6. A coloring process according to any one of the preceding claims wherein the coloring composition comprises one or more C2-C6 aliphatic hydroxylated solvent(s).

7. A coloring process according to the preceding claim, wherein the C2-C6 hydroxylated aliphatic solvent(s) are selected among ethanol, glycerol, propylene glycol, dipropylene glycol, hexylene glycol, preferably ethanol and / or hexylene glycol, preferably ethanol.

8. A coloring process according to any one of claims 6 and 7 wherein the total content of the C2-C6 hydroxylated aliphatic solvent(s) ranges from 0.1% to 40% by weight, preferably from 0.5% to 30% by weight, more preferably from 1% to 20% by weight, better from 2% to 15% by weight, even better from 3% to 10% by weight, relative to the weight of the coloring composition.

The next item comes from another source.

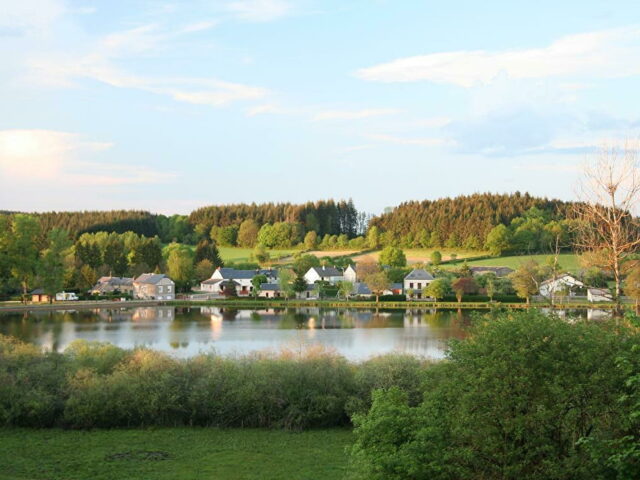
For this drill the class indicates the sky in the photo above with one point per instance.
(168, 106)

9. A coloring process according to any one of claims 6 to 8 wherein the weight ratio of aromatic alcohols / C2-C6 hydroxylated aliphatic solvent(s) is less than or equal to 1, preferably from 0.1 to 1, better still from 0.1 to 0.

5.

10. A coloring process according to any one of the preceding claims, wherein the coloring composition comprises one or more cationic direct dye(s), preferably selected from azo cationic direct dyes, hydrazono cationic direct dyes, anthraquinone cationic direct dyes, and mixtures thereof.

11. A coloring process according to any one of the preceding claims wherein the total content of the direct colorant(s) ranges from 0.001 to 20%, preferably from 0.005 to 15% by weight, more preferably from 0.01 to 10% by weight, better from 0.05 to 5% by weight, even better from 0.1 to 3% by weight, relative to the total weight of the coloring composition.

12. A coloring process according to any one of the preceding claims wherein the alkali agent is selected from ammonium hydroxide and organic alkali agents, preferably from alkanolamines such as monoethanolamine, diethanolamine, triethanolamine; ammonium hydroxide, better from alkanolamines, even better, monoethanolamine.

13. A coloring process according to any one of the preceding claims, wherein the pH of the alkaline composition ranges from 7 to 13, preferably from 8 to 12.5, better from 9 to 12, even better from 10 to 10

14. 1Z. A coloring method according to any one of the preceding claims, wherein the coloring composition is applied to the keratin fibers after the alkaline composition, preferably less than two hours after the alkaline composition, preferably less than 90 minutes, better less than 60 minutes.

15. A coloring process according to any one of the preceding claims comprising a step of rinsing the keratin fibers between steps i) and ii).

16. A device with at least two compartments, for staining keratin fibers, comprising at least a first compartment containing a staining composition as defined in any one of claims 1 to 11, at least a second compartment containing an alkaline composition, preferably as defined in any one of claims 12 and 13, comprising one or more alkaline agent(s) and being free of hydrogen peroxide.